For Veterans Voices, Nexstar’s Ross Simpson narrates his visit to a Memorial Day ceremony in Brunswick, Maryland during the coronavirus pandemic.

(WDVM) — Honoring the nation’s veterans on Memorial Day with flags placed on their graves and ceremonies in cemeteries across the country was very difficult due to the coronavirus pandemic and stay at home orders issued by Governors like Larry Hogan in Maryland, but some veterans at American Legion Post 96 in Brunswick, Maryland found a way around the restrictions.

An honor guard of other veterans from the post visited 15 small cemeteries between Boonsboro and Burkittsville where they not only placed flags on the graves of veterans, but also saluted them with a brief ceremony.

“Detail.. Port Arms… Right Face … Ready… Aim ..Fire,” shouted Post Commander Dave House as four veterans raised their World War Two-era rifles and fired blanks into the misty morning air at historic St. Mary’s Catholic Church in Petersville, Maryland.

Neighbors could hear volley after volley of rifle fire, and House thinks veterans buried beside the church also heard the gunshots. “There’s no doubt they heard us,” said House as the Honor Guard collected the spent shell casings scattered on the ground.

“We honor the memory of those who gave their life in service of our country,” said Post Chaplain Teri-Smith Jones, a retired U.S. Army Colonel, “and others who have dropped their burdens along the wayside of life and have gone to their eternal rest.”

House agrees. “We keep the memory of those who went before us. When you forget, that’s when you truly die. So we keep their memory and their names alive in spirit, because you’ll never die as long as somebody remembers you,” said House as the ceremony ended with the bugler, former Airman First Class Karen Ramirez played the last note on her digital trumpet.

As I videoed the closing ceremony, I noticed a gentleman standing next to the bugler snap to attention and salute.

That gentleman was 73-year-old Robert Dozier, an Army veteran who grew up in Rockville, but now calls Brunswick “home.”

When I asked Dozier as he stood among the headstones in the cemetery what he was thinking as he looked at graves dating from the 1850s to the present day, he replied, “Each of them have a story to tell,” said the combat veteran.

“How about your story,” I asked. “Where did you serve? Dozier replied, “Vietnam, 1968. Recon.”

Asked if he spent a lot of time behind enemy lines, the former Army sergeant said, “We never knew. There were no lines.

When asked what it was like out there in the jungle, Dozier said there were good days, but mostly bad days. And he added, “Bad days were when you lost friends.”

When asked what it was like out there in the jungle, Dozier said there were good days, but mostly bad days.
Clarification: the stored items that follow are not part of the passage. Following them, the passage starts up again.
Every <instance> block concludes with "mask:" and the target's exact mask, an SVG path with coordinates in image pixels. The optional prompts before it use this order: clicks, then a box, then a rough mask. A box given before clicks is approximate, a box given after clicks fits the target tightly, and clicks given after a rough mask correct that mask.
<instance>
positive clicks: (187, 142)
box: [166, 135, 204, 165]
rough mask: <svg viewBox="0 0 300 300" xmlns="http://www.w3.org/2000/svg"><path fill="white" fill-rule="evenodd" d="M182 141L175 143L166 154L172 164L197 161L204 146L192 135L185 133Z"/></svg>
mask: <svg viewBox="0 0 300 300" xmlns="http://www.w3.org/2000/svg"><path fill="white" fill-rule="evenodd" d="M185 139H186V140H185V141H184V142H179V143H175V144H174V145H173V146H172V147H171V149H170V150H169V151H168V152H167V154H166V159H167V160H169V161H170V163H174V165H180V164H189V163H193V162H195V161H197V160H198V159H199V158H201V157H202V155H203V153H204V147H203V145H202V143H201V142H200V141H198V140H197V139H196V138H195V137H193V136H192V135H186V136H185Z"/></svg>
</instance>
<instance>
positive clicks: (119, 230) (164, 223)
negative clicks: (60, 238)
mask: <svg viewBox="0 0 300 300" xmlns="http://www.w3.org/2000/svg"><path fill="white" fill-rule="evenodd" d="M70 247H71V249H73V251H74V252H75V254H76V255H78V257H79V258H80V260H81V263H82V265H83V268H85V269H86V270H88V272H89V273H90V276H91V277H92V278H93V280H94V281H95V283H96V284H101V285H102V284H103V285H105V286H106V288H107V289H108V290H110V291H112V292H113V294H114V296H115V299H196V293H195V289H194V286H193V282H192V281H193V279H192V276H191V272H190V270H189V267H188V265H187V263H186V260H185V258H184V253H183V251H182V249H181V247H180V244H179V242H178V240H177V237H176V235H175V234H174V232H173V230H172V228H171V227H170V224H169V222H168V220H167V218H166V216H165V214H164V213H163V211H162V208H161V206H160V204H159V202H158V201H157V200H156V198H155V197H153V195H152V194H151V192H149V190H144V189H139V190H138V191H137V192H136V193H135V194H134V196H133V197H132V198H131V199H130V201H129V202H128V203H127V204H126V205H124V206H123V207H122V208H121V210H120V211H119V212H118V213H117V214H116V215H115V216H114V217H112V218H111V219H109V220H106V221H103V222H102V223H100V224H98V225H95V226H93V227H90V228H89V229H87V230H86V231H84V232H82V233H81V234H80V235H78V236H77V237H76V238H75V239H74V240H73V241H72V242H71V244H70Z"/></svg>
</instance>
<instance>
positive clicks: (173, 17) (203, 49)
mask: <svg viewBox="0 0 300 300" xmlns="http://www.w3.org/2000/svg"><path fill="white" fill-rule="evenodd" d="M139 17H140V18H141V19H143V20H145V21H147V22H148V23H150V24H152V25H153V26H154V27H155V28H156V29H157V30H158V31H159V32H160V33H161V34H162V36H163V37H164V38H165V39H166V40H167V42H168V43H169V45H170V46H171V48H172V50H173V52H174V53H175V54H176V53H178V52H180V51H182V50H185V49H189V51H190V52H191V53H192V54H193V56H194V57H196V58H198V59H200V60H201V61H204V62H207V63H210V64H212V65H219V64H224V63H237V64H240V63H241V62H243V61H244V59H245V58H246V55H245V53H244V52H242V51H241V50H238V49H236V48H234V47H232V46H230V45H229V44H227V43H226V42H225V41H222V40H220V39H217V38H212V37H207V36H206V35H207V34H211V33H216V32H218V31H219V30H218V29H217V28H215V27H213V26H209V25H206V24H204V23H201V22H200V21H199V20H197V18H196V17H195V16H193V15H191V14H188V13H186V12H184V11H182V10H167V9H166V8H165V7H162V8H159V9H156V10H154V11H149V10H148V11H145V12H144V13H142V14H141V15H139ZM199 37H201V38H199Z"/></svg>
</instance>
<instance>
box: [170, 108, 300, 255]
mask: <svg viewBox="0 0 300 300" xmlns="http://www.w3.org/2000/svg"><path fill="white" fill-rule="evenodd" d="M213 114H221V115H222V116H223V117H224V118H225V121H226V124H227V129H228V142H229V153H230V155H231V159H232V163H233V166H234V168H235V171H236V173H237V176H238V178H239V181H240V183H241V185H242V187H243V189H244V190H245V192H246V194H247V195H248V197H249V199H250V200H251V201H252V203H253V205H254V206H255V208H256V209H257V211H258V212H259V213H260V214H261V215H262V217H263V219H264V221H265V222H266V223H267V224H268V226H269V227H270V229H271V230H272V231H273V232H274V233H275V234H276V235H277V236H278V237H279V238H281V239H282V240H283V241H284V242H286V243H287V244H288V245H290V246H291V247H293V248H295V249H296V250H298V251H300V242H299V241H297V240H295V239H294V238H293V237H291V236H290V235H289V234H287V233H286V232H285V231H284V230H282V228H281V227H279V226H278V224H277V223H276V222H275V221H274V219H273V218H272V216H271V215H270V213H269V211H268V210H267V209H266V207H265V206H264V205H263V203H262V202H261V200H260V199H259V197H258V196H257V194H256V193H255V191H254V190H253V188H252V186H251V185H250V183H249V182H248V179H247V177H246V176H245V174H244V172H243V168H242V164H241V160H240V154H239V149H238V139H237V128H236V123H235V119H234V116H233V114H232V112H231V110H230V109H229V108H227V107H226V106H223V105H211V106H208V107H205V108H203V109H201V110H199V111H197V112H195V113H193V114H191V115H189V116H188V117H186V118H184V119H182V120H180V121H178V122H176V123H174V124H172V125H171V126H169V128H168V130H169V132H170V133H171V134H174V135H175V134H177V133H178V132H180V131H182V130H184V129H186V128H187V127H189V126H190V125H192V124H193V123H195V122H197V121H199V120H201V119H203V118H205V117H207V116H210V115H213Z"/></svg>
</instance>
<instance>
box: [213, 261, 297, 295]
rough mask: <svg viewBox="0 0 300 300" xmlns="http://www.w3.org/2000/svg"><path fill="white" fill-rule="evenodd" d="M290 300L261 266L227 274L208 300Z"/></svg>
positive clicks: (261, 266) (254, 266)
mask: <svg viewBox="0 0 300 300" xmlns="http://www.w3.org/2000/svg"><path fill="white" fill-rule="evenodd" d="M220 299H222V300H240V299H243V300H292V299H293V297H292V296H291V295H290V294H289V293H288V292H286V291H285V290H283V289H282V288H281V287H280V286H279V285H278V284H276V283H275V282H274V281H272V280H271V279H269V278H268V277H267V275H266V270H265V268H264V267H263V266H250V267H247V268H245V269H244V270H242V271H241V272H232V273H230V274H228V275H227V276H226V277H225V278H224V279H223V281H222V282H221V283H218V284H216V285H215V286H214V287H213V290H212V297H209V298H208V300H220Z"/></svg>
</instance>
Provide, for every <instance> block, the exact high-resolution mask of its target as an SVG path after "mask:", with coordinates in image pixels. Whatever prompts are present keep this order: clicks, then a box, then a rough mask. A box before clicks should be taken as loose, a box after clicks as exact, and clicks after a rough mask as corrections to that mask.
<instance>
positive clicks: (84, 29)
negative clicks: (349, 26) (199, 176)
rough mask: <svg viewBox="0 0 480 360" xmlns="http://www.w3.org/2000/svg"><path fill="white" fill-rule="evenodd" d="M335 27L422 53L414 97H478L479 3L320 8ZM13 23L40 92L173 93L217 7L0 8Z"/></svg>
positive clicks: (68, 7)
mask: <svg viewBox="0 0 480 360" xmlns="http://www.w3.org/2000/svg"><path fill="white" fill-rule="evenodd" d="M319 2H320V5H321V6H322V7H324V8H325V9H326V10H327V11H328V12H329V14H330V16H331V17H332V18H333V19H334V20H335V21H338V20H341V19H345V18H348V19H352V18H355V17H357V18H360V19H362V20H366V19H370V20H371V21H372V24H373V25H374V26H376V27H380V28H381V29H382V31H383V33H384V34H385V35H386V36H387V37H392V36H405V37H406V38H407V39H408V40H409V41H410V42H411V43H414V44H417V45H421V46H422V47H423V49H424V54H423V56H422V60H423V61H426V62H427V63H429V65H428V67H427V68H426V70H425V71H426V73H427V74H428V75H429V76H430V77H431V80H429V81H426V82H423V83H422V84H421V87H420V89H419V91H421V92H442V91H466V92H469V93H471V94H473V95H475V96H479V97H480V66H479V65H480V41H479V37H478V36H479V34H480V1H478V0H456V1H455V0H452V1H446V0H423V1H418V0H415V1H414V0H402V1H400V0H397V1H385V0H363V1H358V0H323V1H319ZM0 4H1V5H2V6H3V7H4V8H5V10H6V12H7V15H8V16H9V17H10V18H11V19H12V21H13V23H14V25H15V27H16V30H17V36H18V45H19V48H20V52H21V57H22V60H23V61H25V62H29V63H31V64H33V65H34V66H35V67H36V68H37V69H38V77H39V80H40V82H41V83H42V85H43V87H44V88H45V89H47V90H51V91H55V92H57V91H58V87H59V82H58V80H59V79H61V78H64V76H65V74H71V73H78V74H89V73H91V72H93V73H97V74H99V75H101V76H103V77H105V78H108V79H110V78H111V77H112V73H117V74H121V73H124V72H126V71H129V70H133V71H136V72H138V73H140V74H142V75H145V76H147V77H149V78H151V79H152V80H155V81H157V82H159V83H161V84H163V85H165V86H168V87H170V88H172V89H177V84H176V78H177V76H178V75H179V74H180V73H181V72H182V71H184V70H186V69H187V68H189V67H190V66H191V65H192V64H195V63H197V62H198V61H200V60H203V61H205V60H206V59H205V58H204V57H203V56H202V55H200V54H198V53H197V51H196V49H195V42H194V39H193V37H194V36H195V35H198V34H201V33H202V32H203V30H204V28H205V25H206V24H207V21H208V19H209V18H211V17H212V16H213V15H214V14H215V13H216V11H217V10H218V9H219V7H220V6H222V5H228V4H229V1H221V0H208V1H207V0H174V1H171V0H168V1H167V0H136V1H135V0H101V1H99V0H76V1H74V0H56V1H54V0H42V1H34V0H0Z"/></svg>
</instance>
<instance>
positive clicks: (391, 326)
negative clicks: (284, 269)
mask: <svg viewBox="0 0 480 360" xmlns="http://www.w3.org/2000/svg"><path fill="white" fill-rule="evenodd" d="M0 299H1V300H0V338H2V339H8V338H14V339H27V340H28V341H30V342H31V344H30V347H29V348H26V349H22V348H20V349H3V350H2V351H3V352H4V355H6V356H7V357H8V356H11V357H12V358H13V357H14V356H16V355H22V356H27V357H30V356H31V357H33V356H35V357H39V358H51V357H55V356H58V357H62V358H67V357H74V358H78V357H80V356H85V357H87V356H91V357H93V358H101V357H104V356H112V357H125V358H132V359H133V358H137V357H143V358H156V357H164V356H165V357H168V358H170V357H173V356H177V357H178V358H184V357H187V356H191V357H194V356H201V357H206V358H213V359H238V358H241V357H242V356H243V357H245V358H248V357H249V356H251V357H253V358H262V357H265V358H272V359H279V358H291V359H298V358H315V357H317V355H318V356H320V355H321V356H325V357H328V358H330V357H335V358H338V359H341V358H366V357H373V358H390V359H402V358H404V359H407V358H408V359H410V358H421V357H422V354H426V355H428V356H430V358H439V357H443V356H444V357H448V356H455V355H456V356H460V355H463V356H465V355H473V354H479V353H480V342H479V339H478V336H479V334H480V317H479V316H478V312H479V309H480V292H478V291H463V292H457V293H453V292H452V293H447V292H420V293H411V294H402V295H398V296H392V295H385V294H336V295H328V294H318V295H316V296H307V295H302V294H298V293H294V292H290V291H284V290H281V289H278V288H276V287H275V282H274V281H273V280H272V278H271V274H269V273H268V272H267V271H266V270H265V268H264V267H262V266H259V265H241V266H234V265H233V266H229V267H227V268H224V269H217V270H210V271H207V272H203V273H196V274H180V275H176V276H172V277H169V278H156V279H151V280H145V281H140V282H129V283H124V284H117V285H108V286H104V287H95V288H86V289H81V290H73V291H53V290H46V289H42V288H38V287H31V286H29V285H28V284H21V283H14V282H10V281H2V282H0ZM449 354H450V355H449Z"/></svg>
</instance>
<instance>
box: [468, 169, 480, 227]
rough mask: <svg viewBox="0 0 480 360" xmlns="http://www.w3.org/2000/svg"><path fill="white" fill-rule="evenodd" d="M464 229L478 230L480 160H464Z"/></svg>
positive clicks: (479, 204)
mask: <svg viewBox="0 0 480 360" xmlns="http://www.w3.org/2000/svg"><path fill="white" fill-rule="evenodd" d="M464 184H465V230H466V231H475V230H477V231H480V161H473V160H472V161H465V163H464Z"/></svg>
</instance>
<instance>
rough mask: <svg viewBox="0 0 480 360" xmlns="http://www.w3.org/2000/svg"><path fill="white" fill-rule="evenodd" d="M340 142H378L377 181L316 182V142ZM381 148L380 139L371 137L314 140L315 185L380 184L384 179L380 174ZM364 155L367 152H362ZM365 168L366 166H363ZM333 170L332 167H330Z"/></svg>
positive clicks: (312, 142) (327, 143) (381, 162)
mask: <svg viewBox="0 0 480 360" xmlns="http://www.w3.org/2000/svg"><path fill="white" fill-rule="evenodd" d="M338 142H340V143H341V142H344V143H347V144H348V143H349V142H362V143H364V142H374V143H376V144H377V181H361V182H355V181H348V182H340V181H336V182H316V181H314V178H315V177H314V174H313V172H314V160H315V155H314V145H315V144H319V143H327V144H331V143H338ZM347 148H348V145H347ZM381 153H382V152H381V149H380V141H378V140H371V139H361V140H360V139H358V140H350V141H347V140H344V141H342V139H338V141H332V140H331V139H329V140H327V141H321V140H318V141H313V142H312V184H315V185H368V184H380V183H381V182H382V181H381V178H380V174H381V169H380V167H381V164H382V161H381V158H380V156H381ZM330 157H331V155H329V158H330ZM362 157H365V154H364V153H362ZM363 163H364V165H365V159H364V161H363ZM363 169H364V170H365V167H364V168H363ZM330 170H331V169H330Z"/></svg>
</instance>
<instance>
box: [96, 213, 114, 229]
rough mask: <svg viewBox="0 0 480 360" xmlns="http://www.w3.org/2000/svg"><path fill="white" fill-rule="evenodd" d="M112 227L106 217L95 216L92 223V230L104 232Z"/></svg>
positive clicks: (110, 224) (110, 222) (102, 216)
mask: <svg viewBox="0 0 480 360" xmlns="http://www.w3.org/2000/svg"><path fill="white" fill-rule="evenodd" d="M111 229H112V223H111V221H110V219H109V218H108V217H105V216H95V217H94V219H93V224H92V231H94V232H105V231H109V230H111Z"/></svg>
And he added, “Bad days were when you lost friends.”

Dozier who was awarded three Purple Hearts hung his head and said, “A lot of good men never came home.”

Dozier was sent home after being wounded a third time in the Mekong Delta. It’s like baseball, three strikes and you’re out.

Although Fourth of July celebrations this year were also curtailed by COVID-19, the day is always special to Dave House. He was born on the Fourth of July.

Master Sergeant House, who did two tours in Berlin, watched as concrete sections of the wall that separated East Germany from West Germany came crashing down on November 16, 1989.

“I was a block and a half from the Brandenburg Gate when the wall was torn down by West Germans,” said House, who took a piece of the wall as a souvenir.

“It was amazing to see the border between the East and West open up again,” said House, “Oh Yeah, especially meeting people who ten years earlier would have shot me,” laughed House.

After House and his Honor Guard left, I strolled through the cemetery looking at the graves of veterans and noting their branch of service on bronze grave markers. A marker at the rear of the cemetery caught my eye.

The stone monument honors more than 160 enslaved people who worked on the nearby Lee Plantation and built St. Mary’s Catholic Church in the early 1800s.